CarSales have also made a number of improvements to the app which have made it the closest thing to having Rex Hunt/Ray Warren in your pocket.
This got me thinking about brands sponsoring properties. I really think that there is three distinct times that brands can get involved with a property. When I say property I mean an idea, artist, product, event, sport, application, meme.
This is where a brand can come up with a property or get involved with a property before it launches.
Positive – The brand is intrinsically linked to the property from the start
Negative - Higher risk, if the property is a flop, they have invested a lot of money in the idea.
Example – Rexona Ultimate Athlete,– V Festival
Brands have identified the property on their radar and get involved with the property after it has had a small amount of success.
Positive – Chance to get involved and linked to the product before it hits a critical mass
Negative – Property may be seen as selling out
- May have hit its peak without the brand knowing it.
Examples – CarSales Footy Live, RedBull Air Race
This usually looks like a sponsorship of an established property.
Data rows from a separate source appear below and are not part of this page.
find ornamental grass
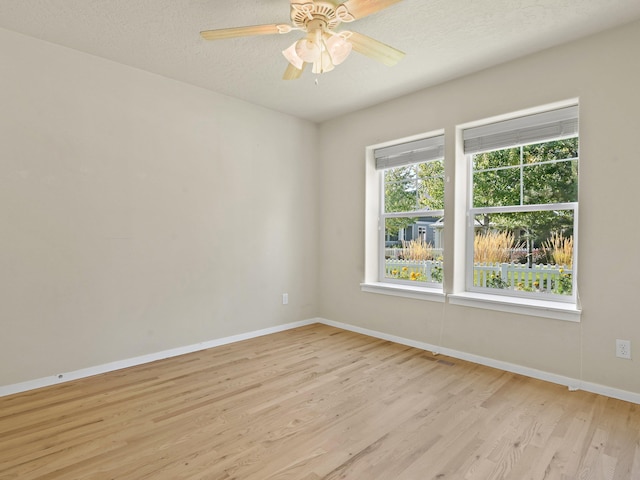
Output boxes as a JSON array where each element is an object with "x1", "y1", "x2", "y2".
[
  {"x1": 401, "y1": 239, "x2": 434, "y2": 261},
  {"x1": 474, "y1": 230, "x2": 522, "y2": 264},
  {"x1": 543, "y1": 232, "x2": 573, "y2": 267}
]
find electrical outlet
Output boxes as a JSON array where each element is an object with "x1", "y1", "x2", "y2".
[
  {"x1": 616, "y1": 339, "x2": 631, "y2": 359},
  {"x1": 282, "y1": 293, "x2": 288, "y2": 305}
]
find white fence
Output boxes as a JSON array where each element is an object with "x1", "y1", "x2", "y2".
[
  {"x1": 474, "y1": 262, "x2": 572, "y2": 293},
  {"x1": 386, "y1": 247, "x2": 532, "y2": 262},
  {"x1": 385, "y1": 259, "x2": 443, "y2": 283},
  {"x1": 385, "y1": 248, "x2": 444, "y2": 260},
  {"x1": 384, "y1": 259, "x2": 572, "y2": 293}
]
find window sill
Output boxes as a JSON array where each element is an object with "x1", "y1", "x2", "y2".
[
  {"x1": 360, "y1": 282, "x2": 446, "y2": 302},
  {"x1": 448, "y1": 292, "x2": 581, "y2": 322}
]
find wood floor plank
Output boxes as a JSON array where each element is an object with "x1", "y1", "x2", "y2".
[{"x1": 1, "y1": 323, "x2": 638, "y2": 480}]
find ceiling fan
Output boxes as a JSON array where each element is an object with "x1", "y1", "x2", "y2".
[{"x1": 200, "y1": 0, "x2": 405, "y2": 80}]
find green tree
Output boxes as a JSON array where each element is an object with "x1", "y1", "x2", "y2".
[
  {"x1": 384, "y1": 160, "x2": 444, "y2": 238},
  {"x1": 417, "y1": 160, "x2": 445, "y2": 210},
  {"x1": 384, "y1": 165, "x2": 418, "y2": 237}
]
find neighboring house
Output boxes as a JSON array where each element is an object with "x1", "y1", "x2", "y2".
[{"x1": 385, "y1": 217, "x2": 443, "y2": 248}]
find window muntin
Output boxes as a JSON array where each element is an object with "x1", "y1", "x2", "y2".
[
  {"x1": 468, "y1": 136, "x2": 578, "y2": 302},
  {"x1": 473, "y1": 139, "x2": 578, "y2": 208}
]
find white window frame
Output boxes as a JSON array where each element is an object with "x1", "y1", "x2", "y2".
[
  {"x1": 449, "y1": 102, "x2": 581, "y2": 321},
  {"x1": 362, "y1": 131, "x2": 446, "y2": 302}
]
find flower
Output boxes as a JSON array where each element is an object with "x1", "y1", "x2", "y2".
[
  {"x1": 410, "y1": 272, "x2": 418, "y2": 281},
  {"x1": 402, "y1": 266, "x2": 408, "y2": 272}
]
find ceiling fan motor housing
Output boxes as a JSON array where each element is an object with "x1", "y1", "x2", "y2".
[{"x1": 291, "y1": 2, "x2": 342, "y2": 31}]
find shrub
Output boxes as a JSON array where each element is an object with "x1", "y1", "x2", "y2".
[
  {"x1": 388, "y1": 266, "x2": 426, "y2": 282},
  {"x1": 431, "y1": 265, "x2": 443, "y2": 283},
  {"x1": 486, "y1": 273, "x2": 508, "y2": 289}
]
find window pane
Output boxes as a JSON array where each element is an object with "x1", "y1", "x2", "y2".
[
  {"x1": 472, "y1": 210, "x2": 574, "y2": 296},
  {"x1": 385, "y1": 164, "x2": 417, "y2": 213},
  {"x1": 384, "y1": 160, "x2": 444, "y2": 213},
  {"x1": 384, "y1": 165, "x2": 414, "y2": 183},
  {"x1": 523, "y1": 138, "x2": 578, "y2": 163},
  {"x1": 473, "y1": 147, "x2": 520, "y2": 170},
  {"x1": 473, "y1": 167, "x2": 521, "y2": 207},
  {"x1": 385, "y1": 179, "x2": 417, "y2": 213},
  {"x1": 417, "y1": 160, "x2": 444, "y2": 210},
  {"x1": 384, "y1": 217, "x2": 443, "y2": 285},
  {"x1": 523, "y1": 160, "x2": 578, "y2": 204}
]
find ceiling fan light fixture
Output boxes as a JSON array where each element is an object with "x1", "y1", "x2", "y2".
[
  {"x1": 295, "y1": 33, "x2": 322, "y2": 63},
  {"x1": 282, "y1": 42, "x2": 304, "y2": 69},
  {"x1": 312, "y1": 51, "x2": 335, "y2": 74},
  {"x1": 325, "y1": 33, "x2": 352, "y2": 65}
]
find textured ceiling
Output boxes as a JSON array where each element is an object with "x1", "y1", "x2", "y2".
[{"x1": 1, "y1": 0, "x2": 640, "y2": 122}]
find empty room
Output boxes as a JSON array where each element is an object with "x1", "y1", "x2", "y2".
[{"x1": 1, "y1": 1, "x2": 639, "y2": 478}]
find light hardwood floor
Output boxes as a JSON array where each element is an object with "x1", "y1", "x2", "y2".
[{"x1": 1, "y1": 324, "x2": 639, "y2": 479}]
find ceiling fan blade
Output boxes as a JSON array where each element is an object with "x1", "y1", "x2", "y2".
[
  {"x1": 336, "y1": 0, "x2": 403, "y2": 22},
  {"x1": 200, "y1": 24, "x2": 291, "y2": 40},
  {"x1": 283, "y1": 62, "x2": 306, "y2": 80},
  {"x1": 346, "y1": 31, "x2": 405, "y2": 66}
]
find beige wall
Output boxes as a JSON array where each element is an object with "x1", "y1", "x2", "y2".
[
  {"x1": 0, "y1": 28, "x2": 319, "y2": 386},
  {"x1": 2, "y1": 20, "x2": 639, "y2": 397},
  {"x1": 319, "y1": 20, "x2": 640, "y2": 395}
]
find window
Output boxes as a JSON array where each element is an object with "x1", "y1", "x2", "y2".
[
  {"x1": 463, "y1": 105, "x2": 579, "y2": 303},
  {"x1": 363, "y1": 103, "x2": 580, "y2": 318},
  {"x1": 375, "y1": 135, "x2": 445, "y2": 289}
]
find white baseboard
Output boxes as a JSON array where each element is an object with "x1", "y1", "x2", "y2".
[
  {"x1": 3, "y1": 317, "x2": 639, "y2": 405},
  {"x1": 315, "y1": 318, "x2": 640, "y2": 405},
  {"x1": 0, "y1": 318, "x2": 317, "y2": 398}
]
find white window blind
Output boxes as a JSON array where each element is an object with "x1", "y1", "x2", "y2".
[
  {"x1": 463, "y1": 105, "x2": 578, "y2": 154},
  {"x1": 375, "y1": 135, "x2": 444, "y2": 170}
]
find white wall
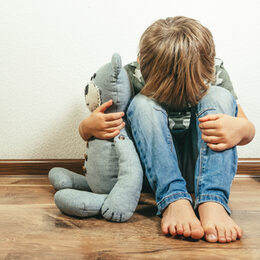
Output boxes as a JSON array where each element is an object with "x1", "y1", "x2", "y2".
[{"x1": 0, "y1": 0, "x2": 259, "y2": 159}]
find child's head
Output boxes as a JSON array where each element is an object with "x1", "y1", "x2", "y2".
[{"x1": 139, "y1": 16, "x2": 216, "y2": 110}]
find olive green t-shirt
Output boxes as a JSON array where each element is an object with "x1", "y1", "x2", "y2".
[{"x1": 124, "y1": 58, "x2": 238, "y2": 130}]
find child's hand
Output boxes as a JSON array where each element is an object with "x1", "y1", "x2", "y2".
[
  {"x1": 79, "y1": 100, "x2": 125, "y2": 140},
  {"x1": 198, "y1": 114, "x2": 246, "y2": 151}
]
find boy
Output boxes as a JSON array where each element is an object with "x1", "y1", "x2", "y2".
[{"x1": 79, "y1": 16, "x2": 255, "y2": 243}]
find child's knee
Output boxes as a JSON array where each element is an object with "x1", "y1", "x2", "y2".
[
  {"x1": 127, "y1": 94, "x2": 167, "y2": 122},
  {"x1": 198, "y1": 86, "x2": 237, "y2": 116}
]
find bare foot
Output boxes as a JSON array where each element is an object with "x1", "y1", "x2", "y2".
[
  {"x1": 198, "y1": 202, "x2": 243, "y2": 243},
  {"x1": 161, "y1": 199, "x2": 204, "y2": 239}
]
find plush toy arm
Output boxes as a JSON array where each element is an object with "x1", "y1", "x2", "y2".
[{"x1": 101, "y1": 126, "x2": 143, "y2": 222}]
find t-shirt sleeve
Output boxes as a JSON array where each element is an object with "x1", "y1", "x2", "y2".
[
  {"x1": 124, "y1": 62, "x2": 145, "y2": 95},
  {"x1": 213, "y1": 58, "x2": 238, "y2": 100}
]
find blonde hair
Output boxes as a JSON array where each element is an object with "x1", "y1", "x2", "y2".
[{"x1": 139, "y1": 16, "x2": 216, "y2": 110}]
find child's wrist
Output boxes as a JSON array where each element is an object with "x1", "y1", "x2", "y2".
[
  {"x1": 79, "y1": 119, "x2": 93, "y2": 141},
  {"x1": 237, "y1": 118, "x2": 255, "y2": 145}
]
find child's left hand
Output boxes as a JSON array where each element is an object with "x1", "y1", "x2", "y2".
[{"x1": 198, "y1": 114, "x2": 248, "y2": 151}]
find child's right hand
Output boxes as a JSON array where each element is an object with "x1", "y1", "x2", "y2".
[{"x1": 79, "y1": 100, "x2": 125, "y2": 141}]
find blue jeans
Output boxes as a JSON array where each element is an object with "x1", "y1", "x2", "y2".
[{"x1": 127, "y1": 86, "x2": 238, "y2": 215}]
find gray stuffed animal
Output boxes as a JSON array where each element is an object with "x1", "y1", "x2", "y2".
[{"x1": 49, "y1": 53, "x2": 143, "y2": 222}]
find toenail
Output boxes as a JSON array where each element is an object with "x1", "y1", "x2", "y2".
[{"x1": 207, "y1": 234, "x2": 217, "y2": 240}]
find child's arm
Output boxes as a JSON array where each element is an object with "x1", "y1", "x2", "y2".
[
  {"x1": 79, "y1": 100, "x2": 125, "y2": 141},
  {"x1": 198, "y1": 105, "x2": 255, "y2": 151}
]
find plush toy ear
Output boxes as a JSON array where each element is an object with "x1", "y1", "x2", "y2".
[{"x1": 111, "y1": 53, "x2": 122, "y2": 79}]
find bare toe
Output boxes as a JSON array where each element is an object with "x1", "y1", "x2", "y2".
[
  {"x1": 231, "y1": 228, "x2": 237, "y2": 241},
  {"x1": 217, "y1": 226, "x2": 227, "y2": 243},
  {"x1": 183, "y1": 224, "x2": 191, "y2": 237},
  {"x1": 169, "y1": 224, "x2": 177, "y2": 236},
  {"x1": 176, "y1": 223, "x2": 184, "y2": 235},
  {"x1": 190, "y1": 223, "x2": 204, "y2": 240},
  {"x1": 226, "y1": 229, "x2": 232, "y2": 243},
  {"x1": 204, "y1": 225, "x2": 218, "y2": 243},
  {"x1": 161, "y1": 223, "x2": 169, "y2": 235},
  {"x1": 236, "y1": 226, "x2": 243, "y2": 239}
]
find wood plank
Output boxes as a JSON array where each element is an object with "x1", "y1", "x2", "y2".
[
  {"x1": 0, "y1": 176, "x2": 260, "y2": 259},
  {"x1": 0, "y1": 186, "x2": 55, "y2": 205},
  {"x1": 0, "y1": 206, "x2": 259, "y2": 259},
  {"x1": 0, "y1": 176, "x2": 51, "y2": 186}
]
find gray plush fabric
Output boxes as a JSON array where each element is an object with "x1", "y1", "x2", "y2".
[
  {"x1": 49, "y1": 167, "x2": 91, "y2": 191},
  {"x1": 101, "y1": 127, "x2": 144, "y2": 222},
  {"x1": 54, "y1": 189, "x2": 107, "y2": 218},
  {"x1": 49, "y1": 53, "x2": 143, "y2": 222}
]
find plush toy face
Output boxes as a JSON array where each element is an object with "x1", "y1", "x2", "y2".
[
  {"x1": 84, "y1": 78, "x2": 101, "y2": 112},
  {"x1": 84, "y1": 53, "x2": 133, "y2": 114}
]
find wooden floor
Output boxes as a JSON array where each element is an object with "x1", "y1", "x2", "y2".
[{"x1": 0, "y1": 175, "x2": 259, "y2": 260}]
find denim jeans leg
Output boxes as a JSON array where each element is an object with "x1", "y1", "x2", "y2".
[
  {"x1": 194, "y1": 86, "x2": 238, "y2": 214},
  {"x1": 127, "y1": 94, "x2": 192, "y2": 215}
]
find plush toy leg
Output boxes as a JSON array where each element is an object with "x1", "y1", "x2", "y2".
[
  {"x1": 101, "y1": 127, "x2": 143, "y2": 222},
  {"x1": 54, "y1": 189, "x2": 107, "y2": 218},
  {"x1": 48, "y1": 167, "x2": 91, "y2": 191}
]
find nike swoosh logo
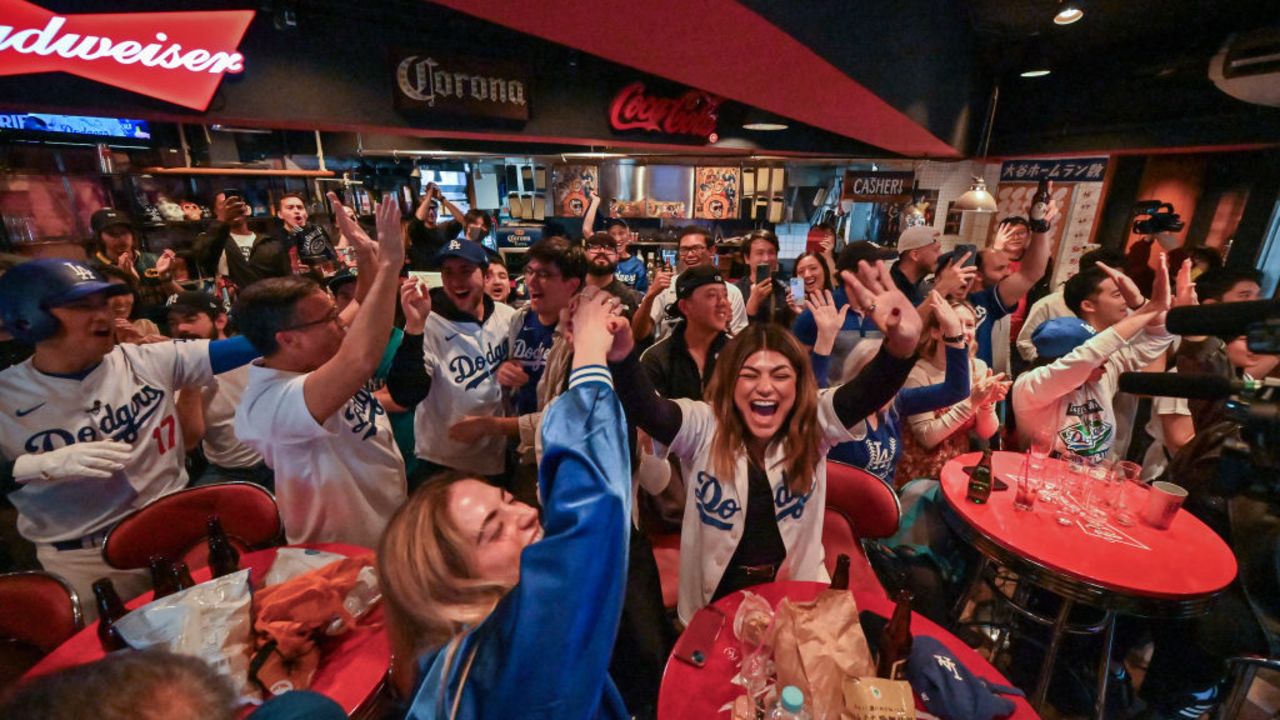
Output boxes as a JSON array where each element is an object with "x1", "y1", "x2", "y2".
[
  {"x1": 444, "y1": 333, "x2": 460, "y2": 342},
  {"x1": 16, "y1": 402, "x2": 46, "y2": 417}
]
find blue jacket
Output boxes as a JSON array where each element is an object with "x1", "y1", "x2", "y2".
[{"x1": 406, "y1": 367, "x2": 632, "y2": 720}]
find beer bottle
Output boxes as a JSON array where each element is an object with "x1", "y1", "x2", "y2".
[
  {"x1": 1029, "y1": 177, "x2": 1051, "y2": 233},
  {"x1": 829, "y1": 554, "x2": 851, "y2": 591},
  {"x1": 206, "y1": 515, "x2": 241, "y2": 578},
  {"x1": 148, "y1": 555, "x2": 179, "y2": 599},
  {"x1": 967, "y1": 441, "x2": 994, "y2": 504},
  {"x1": 173, "y1": 561, "x2": 196, "y2": 590},
  {"x1": 876, "y1": 589, "x2": 913, "y2": 679},
  {"x1": 92, "y1": 578, "x2": 128, "y2": 651}
]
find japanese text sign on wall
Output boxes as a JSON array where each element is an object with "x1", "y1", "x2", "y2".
[
  {"x1": 608, "y1": 81, "x2": 721, "y2": 141},
  {"x1": 0, "y1": 0, "x2": 253, "y2": 111},
  {"x1": 999, "y1": 158, "x2": 1109, "y2": 183},
  {"x1": 841, "y1": 171, "x2": 915, "y2": 202},
  {"x1": 394, "y1": 52, "x2": 529, "y2": 122}
]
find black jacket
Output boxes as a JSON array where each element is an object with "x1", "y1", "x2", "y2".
[
  {"x1": 194, "y1": 220, "x2": 291, "y2": 290},
  {"x1": 638, "y1": 321, "x2": 729, "y2": 401}
]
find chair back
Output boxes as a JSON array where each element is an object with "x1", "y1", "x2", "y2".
[
  {"x1": 0, "y1": 571, "x2": 83, "y2": 653},
  {"x1": 102, "y1": 482, "x2": 282, "y2": 571},
  {"x1": 825, "y1": 460, "x2": 901, "y2": 540}
]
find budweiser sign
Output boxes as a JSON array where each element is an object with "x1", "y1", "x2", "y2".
[
  {"x1": 608, "y1": 81, "x2": 721, "y2": 139},
  {"x1": 0, "y1": 0, "x2": 254, "y2": 111}
]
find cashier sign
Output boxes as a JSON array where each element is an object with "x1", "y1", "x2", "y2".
[{"x1": 0, "y1": 0, "x2": 254, "y2": 111}]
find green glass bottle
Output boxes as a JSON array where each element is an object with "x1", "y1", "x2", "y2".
[{"x1": 967, "y1": 442, "x2": 994, "y2": 504}]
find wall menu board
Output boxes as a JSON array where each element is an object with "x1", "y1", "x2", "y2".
[{"x1": 693, "y1": 166, "x2": 740, "y2": 219}]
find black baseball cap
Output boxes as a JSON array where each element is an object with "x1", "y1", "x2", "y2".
[
  {"x1": 166, "y1": 290, "x2": 224, "y2": 317},
  {"x1": 664, "y1": 265, "x2": 726, "y2": 320},
  {"x1": 327, "y1": 269, "x2": 358, "y2": 292},
  {"x1": 835, "y1": 241, "x2": 897, "y2": 273},
  {"x1": 602, "y1": 217, "x2": 629, "y2": 231},
  {"x1": 90, "y1": 208, "x2": 134, "y2": 235}
]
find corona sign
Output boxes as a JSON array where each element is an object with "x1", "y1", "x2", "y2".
[{"x1": 0, "y1": 0, "x2": 254, "y2": 111}]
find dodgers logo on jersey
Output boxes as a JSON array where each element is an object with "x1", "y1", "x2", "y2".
[
  {"x1": 694, "y1": 471, "x2": 740, "y2": 530},
  {"x1": 510, "y1": 336, "x2": 550, "y2": 374},
  {"x1": 774, "y1": 479, "x2": 811, "y2": 522},
  {"x1": 862, "y1": 437, "x2": 897, "y2": 480},
  {"x1": 448, "y1": 338, "x2": 510, "y2": 391},
  {"x1": 972, "y1": 304, "x2": 989, "y2": 327},
  {"x1": 23, "y1": 384, "x2": 166, "y2": 452},
  {"x1": 344, "y1": 387, "x2": 386, "y2": 441}
]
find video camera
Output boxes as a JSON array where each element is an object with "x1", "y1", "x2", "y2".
[{"x1": 1131, "y1": 200, "x2": 1185, "y2": 235}]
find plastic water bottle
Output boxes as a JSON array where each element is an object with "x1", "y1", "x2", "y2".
[{"x1": 769, "y1": 685, "x2": 811, "y2": 720}]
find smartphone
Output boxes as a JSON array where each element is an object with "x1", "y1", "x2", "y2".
[
  {"x1": 221, "y1": 188, "x2": 243, "y2": 201},
  {"x1": 673, "y1": 606, "x2": 725, "y2": 668},
  {"x1": 754, "y1": 265, "x2": 770, "y2": 284},
  {"x1": 661, "y1": 249, "x2": 678, "y2": 271},
  {"x1": 954, "y1": 243, "x2": 978, "y2": 268},
  {"x1": 790, "y1": 277, "x2": 805, "y2": 304}
]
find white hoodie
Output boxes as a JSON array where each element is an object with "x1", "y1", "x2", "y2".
[{"x1": 1013, "y1": 322, "x2": 1174, "y2": 460}]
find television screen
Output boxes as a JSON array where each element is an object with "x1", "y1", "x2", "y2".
[{"x1": 0, "y1": 113, "x2": 151, "y2": 140}]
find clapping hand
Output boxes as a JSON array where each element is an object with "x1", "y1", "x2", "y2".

The brand does not get a lot of involvement in shaping the property.
Positive – Lowered risk of reaching the desired audience as the property is established and they have good knowledge of the size and type of people who are involved with their property.
Negative – The brand has to fight hard to define how they are adding value to the property otherwise consumers may only see it as a marketing activity
- There is usually a number of brands that are involved with the property so clutter and cut through are an issue.